4 Common Pitfalls When Creating a Corporate Backup Policy | Secure Cloud Backup Software | Nordic Backup

Backups are essential for disaster recovery, but when they are poorly executed, it could mean the critical downfall of your disaster recovery plan. It’s not enough to simply create a backup, store it somewhere, and then expect the disaster recovery plan to work out when backups must be used to restore data. Before determining a backup plan, don’t fall for the common pitfalls made by IT staff unfamiliar with the way backups should be organized and managed.

Using USB for Backups

Although USB drives aren’t used for full backups, they are often used to quickly transfer files from one location to another. Using a USB is considered faster and more convenient when moving critical sensitive files, but the downside is that a USB is not a secure method of storing files. As a matter of fact, it’s safer to transfer critical files over the internet using encryption and VPN rather than transporting data using a USB drive.

If you absolutely need to use a USB drive, the first requirement is that it should be an encrypted drive. USBs get lost, stolen or misplaced. If you lose a USB drive with critical files stored, any data is freely available to the person who finds it. With encryption, files are still protected provided strong encryption is used. USB backups should be avoided when possible, but encrypted drives eliminate human error should the drive be stolen or lost, so it’s a failsafe if you absolutely need USB file transfers.

Using Slow Recovery Mediums

Tape drives are still popular because this medium can store enormous amounts of data using only one tape. The issue with tape drives is that they are slow, and it can take hours to recover large amounts of data. While this medium is perfect for archives, disaster recovery plans need methods that quickly restore data and reduce downtime. A few hours of downtime waiting for data to recover can mean thousands of dollars lost for the organization, so it’s standard to use other types of medium.

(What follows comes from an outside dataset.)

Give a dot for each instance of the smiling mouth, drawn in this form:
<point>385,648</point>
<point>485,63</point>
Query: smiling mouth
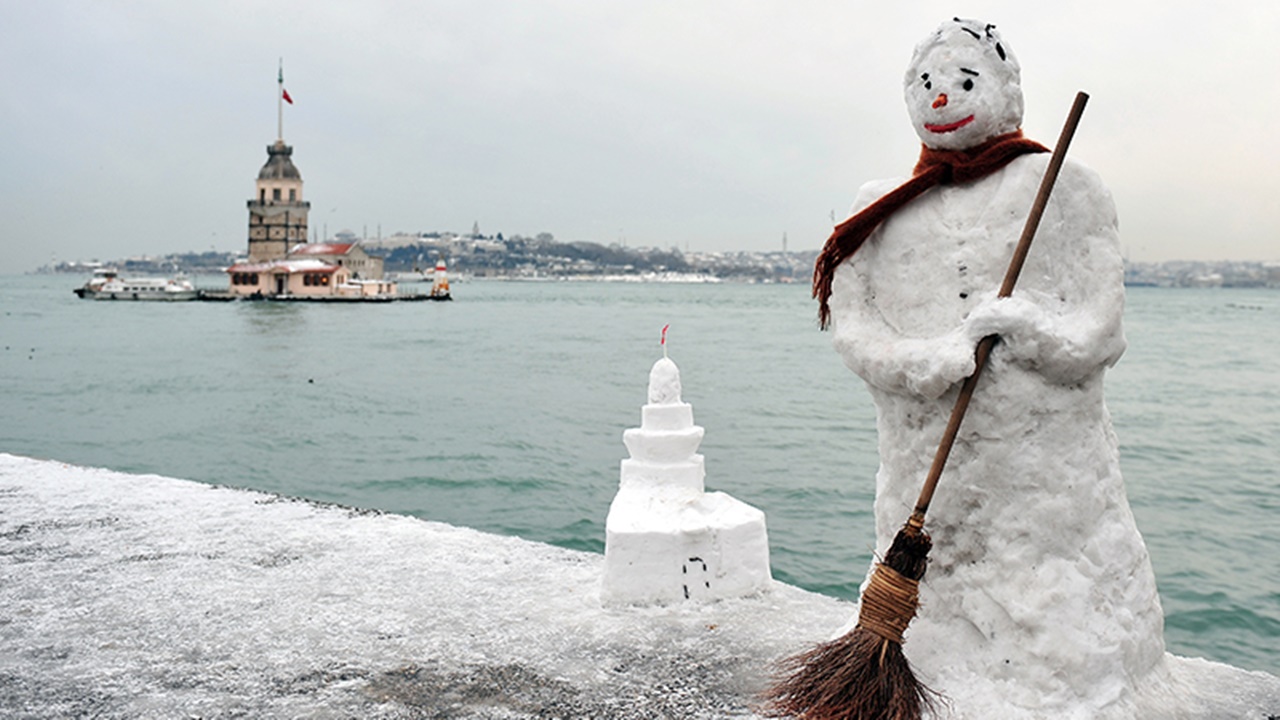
<point>949,127</point>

Cloud backups are the alternative preference for most organizations. Network on-premise backups are also an option, but the 3-2-1 backup rule requires one backup to be stored off-site and cloud backups cover this component of the rule. DVD ROMs are also an option, but it can take several discs to hold one backup, so it’s an expensive, cumbersome option.

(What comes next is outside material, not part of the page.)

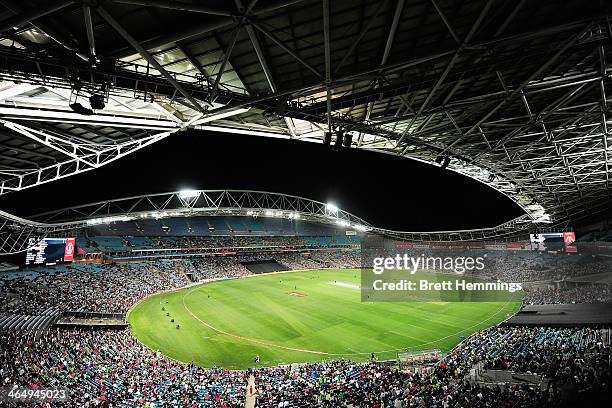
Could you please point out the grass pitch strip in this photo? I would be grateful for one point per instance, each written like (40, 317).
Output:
(300, 317)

Forgetting to Recover Data Periodically as a Test

You can create several backups every day, week, or month, but you don’t know if the medium is corrupted or the file did not back up properly unless you recover it. The worst pitfall for a backup recovery plan is to execute it only to find that backup files are corrupted. You can reduce this risk by periodically recovering data.

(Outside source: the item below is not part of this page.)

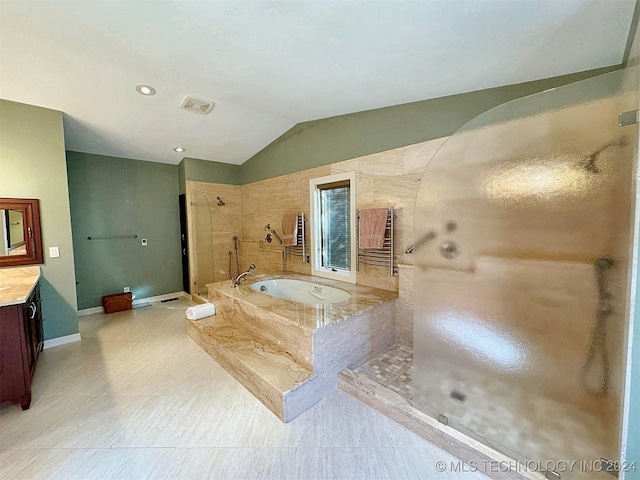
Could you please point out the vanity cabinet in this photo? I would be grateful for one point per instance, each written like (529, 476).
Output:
(21, 341)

For instance, a staging server can be set up with the database engine installed on it. Restore the database data to this staging server to identify if your files are intact. This process will tell you if your backups are not executing properly or your medium is corrupted. The number of times you should restore data as a test depends on the frequency of your backups and their location. If you back up to a network drive, you should ensure that the drive isn’t damaged and creating corrupted backup files much more often than testing files stored on a trusted could provider location.

Not Following the 3-2-1 Rule

The 3-2-1 rule defines where backup files should be stored. The 3-2-1 rule is the following:

  • 3 backups should be created.
  • 2 of these backup files should be stored on individual, different mediums.
  • 1 backup should be stored off-site.
Three backups add data redundancy to your disaster recovery plan. Should one backup fail, you still have two others to rely on. If you store all backups on the same medium and this one medium fails, all backups are rendered unusable. This is why the second rule is important. With two individual backups stored on different mediums, should one of them fail you still have the other medium’s backup. Finally, by storing backups off-site, you ensure that you still can recover data should a natural disaster happen on-premise such as a fire or flood.Avoiding Pitfalls Will Eliminate Risk of Critical Data Loss

Mistakes with backups can be a critical failure for any organization. The first step is to follow the 3-2-1 rule, but it’s also important to incorporate cybersecurity as well. Some administrators block USB ports on local machines to stop backups on USBs. If blocking ports isn’t feasible, then USB drives should always be encrypted.

When creating a disaster recovery plan, use the right storage medium for the quickest recovery transfer. You can still use tape drives for archives as they aren’t usually necessary unless you need to perform forensics on old data. Finally, always remember to periodically test your backups to ensure they aren’t corrupted.